GlaxoSmithKline Plc is investigating a complaint about how employees in China sell the Botox wrinkle treatment to doctors, adding to the U.K.’s drugmaker woes in the country as Chinese police probe allegations of corruption.

The same whistle-blower who made previous accusations about corruption at Glaxo in China apparently is behind the Botox complaint, Simon Steel, a company spokesman in London, said in an e-mail today. The whistle-blower says salespeople gave doctors cash and perks for prescribing the product, the Wall Street Journal reported today, citing internal documents and e- mails it reviewed.

“We are investigating these new claims,” Steel wrote. “However, our inquiries to date have found no evidence of bribery or corruption in relation to our sales and marketing of therapeutic Botox in China.”

Senior executives at Glaxo China are suspected of “economic crimes” and are being investigated by Changsha public security officials, the city’s police force said June 28 on its official blog, without elaborating. A senior Glaxo finance executive in Shanghai and employees in Beijing were detained as part of a corruption investigation, the South China Morning Post said July 1, citing an unidentified person from Shanghai’s drug industry. Glaxo will cooperate with the investigation, Steel said July 1.

E-mails and documents discuss a marketing strategy for Botox that targeted 48 doctors and planned to reward them with cash or educational credits, based on the number of prescriptions made, the Journal reported today.
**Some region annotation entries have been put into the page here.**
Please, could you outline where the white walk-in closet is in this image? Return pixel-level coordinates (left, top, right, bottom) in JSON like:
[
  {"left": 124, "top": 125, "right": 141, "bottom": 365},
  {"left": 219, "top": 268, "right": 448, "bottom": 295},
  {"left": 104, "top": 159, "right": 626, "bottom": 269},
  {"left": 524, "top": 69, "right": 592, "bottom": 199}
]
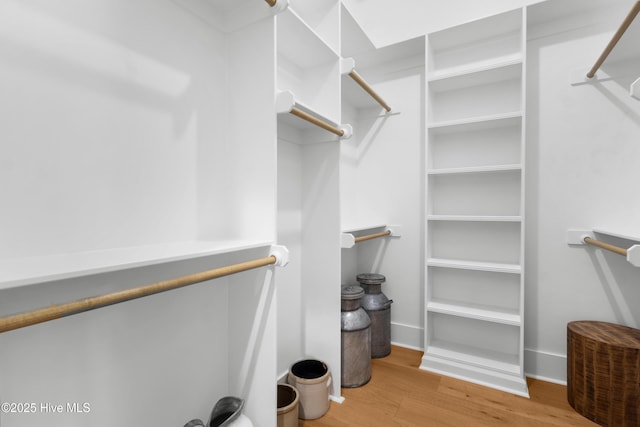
[{"left": 0, "top": 0, "right": 640, "bottom": 427}]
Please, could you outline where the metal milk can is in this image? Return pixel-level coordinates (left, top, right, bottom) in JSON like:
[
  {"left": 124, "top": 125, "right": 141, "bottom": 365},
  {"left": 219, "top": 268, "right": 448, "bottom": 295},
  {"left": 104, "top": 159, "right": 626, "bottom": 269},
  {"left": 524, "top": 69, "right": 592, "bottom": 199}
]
[
  {"left": 340, "top": 285, "right": 371, "bottom": 387},
  {"left": 356, "top": 273, "right": 393, "bottom": 359}
]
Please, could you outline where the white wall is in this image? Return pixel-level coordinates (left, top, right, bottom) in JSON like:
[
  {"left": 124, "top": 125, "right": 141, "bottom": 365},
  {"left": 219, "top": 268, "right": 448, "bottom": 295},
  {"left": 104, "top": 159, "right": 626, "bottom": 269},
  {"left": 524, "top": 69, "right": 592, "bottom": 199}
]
[
  {"left": 345, "top": 0, "right": 640, "bottom": 382},
  {"left": 0, "top": 0, "right": 276, "bottom": 427},
  {"left": 341, "top": 41, "right": 425, "bottom": 348},
  {"left": 525, "top": 1, "right": 640, "bottom": 381}
]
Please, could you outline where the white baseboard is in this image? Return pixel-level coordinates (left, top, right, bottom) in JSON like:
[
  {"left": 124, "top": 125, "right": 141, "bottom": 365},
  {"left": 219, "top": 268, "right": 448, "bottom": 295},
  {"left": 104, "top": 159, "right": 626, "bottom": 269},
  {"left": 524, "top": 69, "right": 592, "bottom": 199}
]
[
  {"left": 391, "top": 322, "right": 424, "bottom": 351},
  {"left": 524, "top": 349, "right": 567, "bottom": 385}
]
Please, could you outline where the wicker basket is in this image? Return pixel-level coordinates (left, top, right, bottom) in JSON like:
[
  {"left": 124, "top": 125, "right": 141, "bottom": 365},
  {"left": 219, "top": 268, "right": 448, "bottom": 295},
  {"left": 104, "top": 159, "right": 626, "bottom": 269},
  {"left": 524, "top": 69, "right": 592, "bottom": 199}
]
[{"left": 567, "top": 321, "right": 640, "bottom": 427}]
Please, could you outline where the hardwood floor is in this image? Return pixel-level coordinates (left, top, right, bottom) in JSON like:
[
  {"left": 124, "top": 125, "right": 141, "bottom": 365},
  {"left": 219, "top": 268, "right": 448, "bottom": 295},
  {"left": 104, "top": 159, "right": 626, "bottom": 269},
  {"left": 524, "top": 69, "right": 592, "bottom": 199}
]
[{"left": 298, "top": 347, "right": 597, "bottom": 427}]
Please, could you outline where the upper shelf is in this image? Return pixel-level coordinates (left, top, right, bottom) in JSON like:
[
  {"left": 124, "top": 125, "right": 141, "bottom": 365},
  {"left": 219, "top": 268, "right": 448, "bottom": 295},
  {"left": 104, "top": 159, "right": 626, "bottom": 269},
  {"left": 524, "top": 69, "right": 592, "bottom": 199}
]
[
  {"left": 276, "top": 91, "right": 353, "bottom": 143},
  {"left": 428, "top": 10, "right": 523, "bottom": 76},
  {"left": 0, "top": 241, "right": 271, "bottom": 290}
]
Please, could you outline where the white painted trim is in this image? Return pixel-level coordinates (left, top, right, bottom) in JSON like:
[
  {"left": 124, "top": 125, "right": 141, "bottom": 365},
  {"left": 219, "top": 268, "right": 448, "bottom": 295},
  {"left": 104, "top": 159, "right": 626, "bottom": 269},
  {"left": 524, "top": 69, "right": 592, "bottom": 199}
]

The strategy was called “Vasily,” borrowing its name from Vasily Zaytsev, a noted Russian sniper during World War II, the report said, citing a 2013 PowerPoint presentation.

“We have investigated the specific claim on the so-called Vasily program,” Steel wrote. “Our investigation has found that while the proposal didn’t contain anything untoward, the program was never implemented.”

A four-month investigation of the same tipster’s previous allegations turned up no evidence of wrongdoing, the company said June 13. The whistle-blower alleged Glaxo’s sales staff in China bribed doctors to prescribe medication, in some cases for unauthorized uses, between 2004 and 2010, the Wall Street Journal reported last month.

Glaxo licenses from Allergan Inc. the right to sell Botox in China and Japan.